Dez cheques da galeria foram depositados na conta da aposentada Ana Maria Comparini Silva, que era usada, segundo a Procuradoria Eleitoral de São Paulo, para alimentar o caixa 2 da campanha do prefeito de São Caetano do Sul, José Auricchio Junior, e de candidatos a vereador do PSDB em 2016. Na ação que pede a cassação de Auricchio, Carlos Dale Júnior diz que “a contabilidade da empresa melhorou depois de 2018 e que agora fornecem notas fiscais e destacou que antes da profissionalização da contabilidade as declarações de Imposto de Renda não refletiam as negociações da empresa”.
A Almeida & Dale também foi alvo de ação fiscal da Receita em 2017 por pagamentos sem causa para empresas fantasmas, segundo a investigação.
Especialistas afirmam que o uso de bens não monitorados, como obras de artes e joias, para ocultação de valores ilícitos aumentou a partir da Convenção de Viena, em 1988, que obrigou todos os países a criarem legislações específicas para combater a lavagem do dinheiro do narcotráfico.
“Obras de arte têm valor altamente volátil, é difícil argumentar objetivamente se uma obra vale determinado preço ou não. E são fáceis de transportar”, disse Heloisa Estellita, professora de direito penal da Fundação Getúlio Vargas.
Não cabe ao dono verificar origem de recursos, diz defesa
O advogado da Almeida & Dale, Ralph Tórtima Filho, disse que a galeria não reconhece as acusações de participação em atos de lavagem de dinheiro. “Ele (Carlos Dale Jr.) está extremamente tranquilo.
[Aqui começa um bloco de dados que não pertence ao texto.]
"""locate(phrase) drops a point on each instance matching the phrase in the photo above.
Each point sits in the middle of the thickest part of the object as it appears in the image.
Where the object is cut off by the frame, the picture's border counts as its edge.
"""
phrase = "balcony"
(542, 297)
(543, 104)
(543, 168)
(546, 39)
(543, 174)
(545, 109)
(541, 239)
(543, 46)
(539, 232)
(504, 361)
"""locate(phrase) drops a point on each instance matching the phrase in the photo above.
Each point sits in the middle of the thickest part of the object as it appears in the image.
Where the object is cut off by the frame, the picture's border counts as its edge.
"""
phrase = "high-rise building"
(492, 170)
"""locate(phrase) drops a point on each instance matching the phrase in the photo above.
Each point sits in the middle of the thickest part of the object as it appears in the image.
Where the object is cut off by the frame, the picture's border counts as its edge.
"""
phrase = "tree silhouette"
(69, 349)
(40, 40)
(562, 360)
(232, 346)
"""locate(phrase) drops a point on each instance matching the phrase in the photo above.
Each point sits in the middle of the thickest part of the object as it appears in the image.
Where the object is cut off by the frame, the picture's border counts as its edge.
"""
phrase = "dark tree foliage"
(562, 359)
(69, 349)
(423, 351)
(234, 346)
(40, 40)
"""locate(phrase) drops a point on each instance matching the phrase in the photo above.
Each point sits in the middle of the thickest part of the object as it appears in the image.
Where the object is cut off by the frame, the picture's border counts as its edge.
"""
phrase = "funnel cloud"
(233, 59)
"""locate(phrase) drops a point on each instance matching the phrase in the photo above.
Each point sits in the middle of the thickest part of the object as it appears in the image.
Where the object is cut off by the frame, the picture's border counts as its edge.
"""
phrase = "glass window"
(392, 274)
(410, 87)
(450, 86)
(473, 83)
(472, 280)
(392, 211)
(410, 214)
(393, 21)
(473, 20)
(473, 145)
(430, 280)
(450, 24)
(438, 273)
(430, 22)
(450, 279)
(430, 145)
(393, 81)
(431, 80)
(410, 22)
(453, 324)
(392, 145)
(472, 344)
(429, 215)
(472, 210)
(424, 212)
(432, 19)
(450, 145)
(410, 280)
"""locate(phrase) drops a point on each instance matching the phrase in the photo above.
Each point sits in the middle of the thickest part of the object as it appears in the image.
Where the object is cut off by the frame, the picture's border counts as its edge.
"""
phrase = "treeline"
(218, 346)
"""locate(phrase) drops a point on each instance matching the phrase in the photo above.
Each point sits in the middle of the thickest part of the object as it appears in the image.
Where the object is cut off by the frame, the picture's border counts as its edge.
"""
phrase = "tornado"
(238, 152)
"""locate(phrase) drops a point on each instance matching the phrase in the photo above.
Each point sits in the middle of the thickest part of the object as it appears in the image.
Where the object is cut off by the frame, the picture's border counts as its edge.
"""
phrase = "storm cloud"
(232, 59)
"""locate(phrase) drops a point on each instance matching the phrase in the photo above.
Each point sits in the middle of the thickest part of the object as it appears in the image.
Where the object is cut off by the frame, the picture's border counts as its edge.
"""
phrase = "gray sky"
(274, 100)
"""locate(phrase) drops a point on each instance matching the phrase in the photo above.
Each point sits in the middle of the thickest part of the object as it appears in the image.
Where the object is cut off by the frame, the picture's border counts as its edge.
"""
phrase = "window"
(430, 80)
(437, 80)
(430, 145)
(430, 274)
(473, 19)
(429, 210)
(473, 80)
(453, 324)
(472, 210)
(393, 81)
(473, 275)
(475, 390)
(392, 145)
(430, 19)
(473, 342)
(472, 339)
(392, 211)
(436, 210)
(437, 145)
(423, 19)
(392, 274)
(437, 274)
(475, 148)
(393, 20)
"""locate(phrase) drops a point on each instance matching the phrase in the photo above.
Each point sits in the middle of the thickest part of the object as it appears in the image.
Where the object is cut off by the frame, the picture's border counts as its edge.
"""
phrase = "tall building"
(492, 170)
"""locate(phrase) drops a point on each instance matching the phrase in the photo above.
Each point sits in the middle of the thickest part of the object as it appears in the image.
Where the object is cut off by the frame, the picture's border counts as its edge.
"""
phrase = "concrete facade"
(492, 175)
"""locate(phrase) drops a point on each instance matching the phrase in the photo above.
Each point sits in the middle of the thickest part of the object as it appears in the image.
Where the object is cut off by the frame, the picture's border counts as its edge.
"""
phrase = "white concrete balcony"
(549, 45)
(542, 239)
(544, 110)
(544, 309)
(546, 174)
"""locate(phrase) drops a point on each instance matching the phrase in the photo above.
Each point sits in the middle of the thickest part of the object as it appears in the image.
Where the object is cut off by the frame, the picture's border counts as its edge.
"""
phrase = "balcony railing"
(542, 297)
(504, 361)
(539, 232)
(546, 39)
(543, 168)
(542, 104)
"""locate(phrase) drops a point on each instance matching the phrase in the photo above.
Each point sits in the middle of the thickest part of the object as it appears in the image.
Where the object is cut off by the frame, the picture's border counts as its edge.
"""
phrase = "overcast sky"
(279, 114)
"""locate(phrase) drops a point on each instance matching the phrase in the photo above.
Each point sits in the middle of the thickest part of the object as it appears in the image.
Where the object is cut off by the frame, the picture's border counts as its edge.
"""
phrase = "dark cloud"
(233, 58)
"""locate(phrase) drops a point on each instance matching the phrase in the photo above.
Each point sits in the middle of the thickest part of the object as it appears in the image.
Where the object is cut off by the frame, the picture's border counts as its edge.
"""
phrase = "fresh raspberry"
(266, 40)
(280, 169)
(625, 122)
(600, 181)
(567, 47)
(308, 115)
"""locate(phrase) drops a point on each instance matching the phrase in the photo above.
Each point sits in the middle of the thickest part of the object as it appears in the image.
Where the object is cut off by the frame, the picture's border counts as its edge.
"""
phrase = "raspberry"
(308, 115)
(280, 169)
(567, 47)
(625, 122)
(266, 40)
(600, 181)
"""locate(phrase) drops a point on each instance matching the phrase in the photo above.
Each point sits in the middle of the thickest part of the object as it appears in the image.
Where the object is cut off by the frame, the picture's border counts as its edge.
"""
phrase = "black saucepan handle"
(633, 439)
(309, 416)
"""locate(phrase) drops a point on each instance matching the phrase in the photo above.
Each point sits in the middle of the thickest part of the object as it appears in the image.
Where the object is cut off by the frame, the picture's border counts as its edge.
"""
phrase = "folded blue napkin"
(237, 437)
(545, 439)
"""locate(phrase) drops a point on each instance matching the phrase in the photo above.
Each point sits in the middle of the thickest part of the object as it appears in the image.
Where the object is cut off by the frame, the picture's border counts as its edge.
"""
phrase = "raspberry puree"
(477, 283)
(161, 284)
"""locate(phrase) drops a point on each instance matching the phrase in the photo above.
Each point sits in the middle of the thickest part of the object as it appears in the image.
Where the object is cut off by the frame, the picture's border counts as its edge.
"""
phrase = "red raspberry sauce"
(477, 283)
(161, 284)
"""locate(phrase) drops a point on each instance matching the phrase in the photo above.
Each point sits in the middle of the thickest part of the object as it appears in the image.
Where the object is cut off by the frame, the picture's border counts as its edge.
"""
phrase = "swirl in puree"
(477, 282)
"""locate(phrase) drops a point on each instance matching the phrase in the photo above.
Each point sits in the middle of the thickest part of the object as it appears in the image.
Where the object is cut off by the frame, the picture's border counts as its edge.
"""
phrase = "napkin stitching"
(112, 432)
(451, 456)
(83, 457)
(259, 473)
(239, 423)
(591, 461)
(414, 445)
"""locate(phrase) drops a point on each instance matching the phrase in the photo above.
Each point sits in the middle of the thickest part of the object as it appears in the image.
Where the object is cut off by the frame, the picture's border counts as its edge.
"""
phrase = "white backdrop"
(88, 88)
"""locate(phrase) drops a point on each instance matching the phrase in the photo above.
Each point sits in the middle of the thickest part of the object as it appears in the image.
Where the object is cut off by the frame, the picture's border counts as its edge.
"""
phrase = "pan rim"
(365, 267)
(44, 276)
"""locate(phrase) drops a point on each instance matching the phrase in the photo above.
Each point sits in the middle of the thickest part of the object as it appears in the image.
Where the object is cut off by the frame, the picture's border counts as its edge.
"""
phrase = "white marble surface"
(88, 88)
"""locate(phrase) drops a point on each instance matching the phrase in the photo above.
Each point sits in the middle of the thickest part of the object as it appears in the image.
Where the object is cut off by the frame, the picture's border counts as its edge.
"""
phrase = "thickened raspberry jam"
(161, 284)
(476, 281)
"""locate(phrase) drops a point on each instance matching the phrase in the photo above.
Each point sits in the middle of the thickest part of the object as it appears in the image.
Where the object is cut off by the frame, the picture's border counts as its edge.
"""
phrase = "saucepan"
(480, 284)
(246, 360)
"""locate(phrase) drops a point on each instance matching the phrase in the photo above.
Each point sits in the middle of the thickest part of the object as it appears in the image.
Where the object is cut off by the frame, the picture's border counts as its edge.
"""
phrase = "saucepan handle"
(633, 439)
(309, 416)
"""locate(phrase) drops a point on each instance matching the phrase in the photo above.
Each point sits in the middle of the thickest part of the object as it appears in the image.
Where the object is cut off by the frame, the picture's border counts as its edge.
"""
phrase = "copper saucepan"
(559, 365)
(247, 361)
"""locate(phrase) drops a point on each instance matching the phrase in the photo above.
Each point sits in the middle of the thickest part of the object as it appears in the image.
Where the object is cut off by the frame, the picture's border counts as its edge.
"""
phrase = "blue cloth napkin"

Não cabe a ele, como não cabe a qualquer negociador, verificar a origem dos recursos nas vendas feitas pela galeria.”
Segundo Tórtima, Dale vende obras pelo valor de mercado. “Se antes a obra foi declarada por valor a menor, não é responsabilidade da galeria”, argumentou.
Quanto aos R$ 550 mil que foram parar na conta que, segundo o Ministério Público, abastecia o caixa 2 do PSDB em São Caetano do Sul, o advogado disse que não existem provas de que os depósitos foram feitos pela galeria. “Os cheques foram dados a outra pessoa.” A assessoria de José Auricchio Júnior afirmou que “a prestação de contas eleitorais do prefeito registrou de forma transparente as doações recebidas de Ana Maria Comparini”.
A defesa de Luiz Estevão e a assessoria de Fernando Collor não se manifestaram. A reportagem não conseguiu contato com Edison e Márcio Lobão.